Itapecuru é um município com 150 anos de fundação, que tem algo em torno de 65 territórios quilombolas reconhecidos, fora os que ainda lutam por certificação. Segundo Igor de Sousa, autor do livro Movimento Quilombola no Maranhão, Itapecuru tem um protagonismo no movimento negro do Maranhão, tendo inclusive fornecido quadros importantes para a criação do Centro de Cultura Negra (CCN) e da Associação das Comunidades Negras Rurais Quilombolas do Maranhão (Aconeruq). O município tem ainda dois assentamentos acompanhados pelo Movimento dos Trabalhadores Rurais Sem Terra (MST), um deles chamado de Conceição Rosa, batizado em homenagem a uma camponesa, covardemente assassinada na luta pela terra, em 1998.
Elias Araújo, membro da coordenação estadual do MST há cerca de 30 anos, mora hoje num dos assentamentos do município. Ao falar da eleição de Benedito Coroba, ele diz que o povo de Itapecuru viu nele “uma perspectiva de mudança verdadeira”. Elias afirma que a vitória do ex-promotor “valorizou o instrumento da eleição”, pois ele fez uma campanha limpa, vencendo adversários que cometeram abuso de poder e gastaram rios de dinheiro. Além de ser dirigente do MST, Elias Araújo é agrônomo, com mestrado nessa área. E ao falar de Itapecuru, ele enfatiza a importância estratégica do município na região, na expectativa que a gestão de Benedito Coroba “possa desenvolver cadeias produtivas essenciais, com um amplo programa de soberania alimentar, além de mexer com questões fundiárias”.

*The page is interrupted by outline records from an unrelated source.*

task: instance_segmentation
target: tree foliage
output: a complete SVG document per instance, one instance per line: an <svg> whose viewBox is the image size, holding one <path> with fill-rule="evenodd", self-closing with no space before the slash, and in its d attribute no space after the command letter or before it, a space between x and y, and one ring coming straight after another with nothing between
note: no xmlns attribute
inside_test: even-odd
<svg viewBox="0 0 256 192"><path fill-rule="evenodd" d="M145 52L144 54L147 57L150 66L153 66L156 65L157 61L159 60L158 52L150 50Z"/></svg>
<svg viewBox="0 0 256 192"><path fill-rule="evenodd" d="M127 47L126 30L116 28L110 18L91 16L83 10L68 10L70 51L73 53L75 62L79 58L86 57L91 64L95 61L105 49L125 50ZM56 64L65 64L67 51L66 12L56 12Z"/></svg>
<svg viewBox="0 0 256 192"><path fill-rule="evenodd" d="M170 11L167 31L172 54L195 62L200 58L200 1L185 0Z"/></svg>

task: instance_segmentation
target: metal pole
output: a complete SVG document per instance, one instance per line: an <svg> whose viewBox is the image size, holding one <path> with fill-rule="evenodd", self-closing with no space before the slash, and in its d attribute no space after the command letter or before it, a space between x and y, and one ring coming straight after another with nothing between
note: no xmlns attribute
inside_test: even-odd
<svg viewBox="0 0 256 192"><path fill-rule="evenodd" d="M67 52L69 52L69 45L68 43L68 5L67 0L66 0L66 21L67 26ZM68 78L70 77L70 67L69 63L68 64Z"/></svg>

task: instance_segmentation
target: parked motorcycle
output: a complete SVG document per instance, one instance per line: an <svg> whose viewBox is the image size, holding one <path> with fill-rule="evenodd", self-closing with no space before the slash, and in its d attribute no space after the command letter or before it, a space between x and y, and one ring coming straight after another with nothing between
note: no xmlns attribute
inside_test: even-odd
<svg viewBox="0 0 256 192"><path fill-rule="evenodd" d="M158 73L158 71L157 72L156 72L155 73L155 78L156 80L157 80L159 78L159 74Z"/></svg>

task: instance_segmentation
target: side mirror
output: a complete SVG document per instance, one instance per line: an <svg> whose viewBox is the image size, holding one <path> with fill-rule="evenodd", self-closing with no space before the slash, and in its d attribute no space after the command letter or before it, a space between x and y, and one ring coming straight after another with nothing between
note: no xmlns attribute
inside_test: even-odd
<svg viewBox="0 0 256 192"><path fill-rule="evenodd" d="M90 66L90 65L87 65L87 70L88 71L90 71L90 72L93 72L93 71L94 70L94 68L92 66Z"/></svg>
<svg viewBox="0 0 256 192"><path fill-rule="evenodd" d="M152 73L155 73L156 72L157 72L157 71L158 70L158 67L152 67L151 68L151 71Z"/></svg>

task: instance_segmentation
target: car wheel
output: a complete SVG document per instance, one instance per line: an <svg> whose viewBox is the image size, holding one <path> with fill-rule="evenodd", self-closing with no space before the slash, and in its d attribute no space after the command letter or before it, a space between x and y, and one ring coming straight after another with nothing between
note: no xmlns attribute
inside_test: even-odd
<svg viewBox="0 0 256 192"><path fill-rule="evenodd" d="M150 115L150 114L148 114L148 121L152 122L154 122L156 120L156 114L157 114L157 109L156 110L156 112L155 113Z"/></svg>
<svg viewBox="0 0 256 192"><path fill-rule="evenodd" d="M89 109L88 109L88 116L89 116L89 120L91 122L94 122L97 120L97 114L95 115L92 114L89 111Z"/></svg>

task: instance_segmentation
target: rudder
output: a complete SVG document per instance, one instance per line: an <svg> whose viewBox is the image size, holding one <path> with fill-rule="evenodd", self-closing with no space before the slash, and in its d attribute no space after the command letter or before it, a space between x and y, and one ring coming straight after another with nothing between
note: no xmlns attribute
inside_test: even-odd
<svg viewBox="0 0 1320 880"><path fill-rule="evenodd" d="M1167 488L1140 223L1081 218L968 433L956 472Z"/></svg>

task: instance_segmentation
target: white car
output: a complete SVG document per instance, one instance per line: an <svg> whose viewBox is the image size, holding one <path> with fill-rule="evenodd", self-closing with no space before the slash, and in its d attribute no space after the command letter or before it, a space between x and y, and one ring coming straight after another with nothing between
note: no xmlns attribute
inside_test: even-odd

Na mesma linha do dirigente do MST está o líder quilombola Francisco da Conceição, mais conhecido como Diomar. Ele é um dos fundadores da Aconeruq, ex-presidente dessa entidade e também mora em Itapecuru. Ele enfatiza que a vitória de Benedito Coroba foi muito importante para a política municipal, exatamente por ter derrotado um grupo tão atrasado, que reuniu a nata do conservadorismo local, o mesmo que há tanto tempo promove todo tipo de desmandos no município. “As organizações populares têm uma oportunidade de mudança. Espero que possa haver diálogo e união, em favor da nossa região”, diz o líder quilombola.
Um aspecto a ser levado em conta na conjuntura de Itapecuru é o poder político e econômico do grupo derrotado, com suas famílias ainda tendo deputado estadual e federal, controlando meios de comunicação no município e não querendo nenhum tipo de mudança na região.
Nessa conjuntura, um espaço simbólico é a Secretaria Municipal de Igualdade Racial, criada em 7 de novembro de 2019. O atual secretário é o quilombola Joel Marques, um dos fundadores da União das Associações e Comunidades Negras Rurais Quilombolas de Itapecuru-Mirim (Uniquita) e militante do PSOL. A secretaria conta com apenas quatro servidores, além do secretário. Segundo Joel, ela está sendo estruturada na atual gestão com o objetivo de avançar em suas ações, com participação e controle social. A gestão de Benedito Coroba recebeu a maioria das escolas e dos postos de saúde nas áreas quilombolas completamente abandonados e as vias de acesso a essas comunidades também estão bastante comprometidas.
Enfim, se existe esperança em torno da atual conjuntura política de Itapecuru, está claro que há também um grande desafio. Levando em conta o complicadíssimo cenário nacional e o atraso histórico do Maranhão, vai ser preciso paciência, diálogo, organização e muito trabalho. Estou entre os que vêem o cenário do município com otimismo. E entre os que querem que dê certo!
*Emilio Azevedo é jornalista. Há onze anos atua na comunicação alternativa. Foi um dos fundadores do Jornal Vias de Fato e hoje integra a Rádio Tambor. É autor de alguns livros, entre eles “Uma subversiva no fio da história”.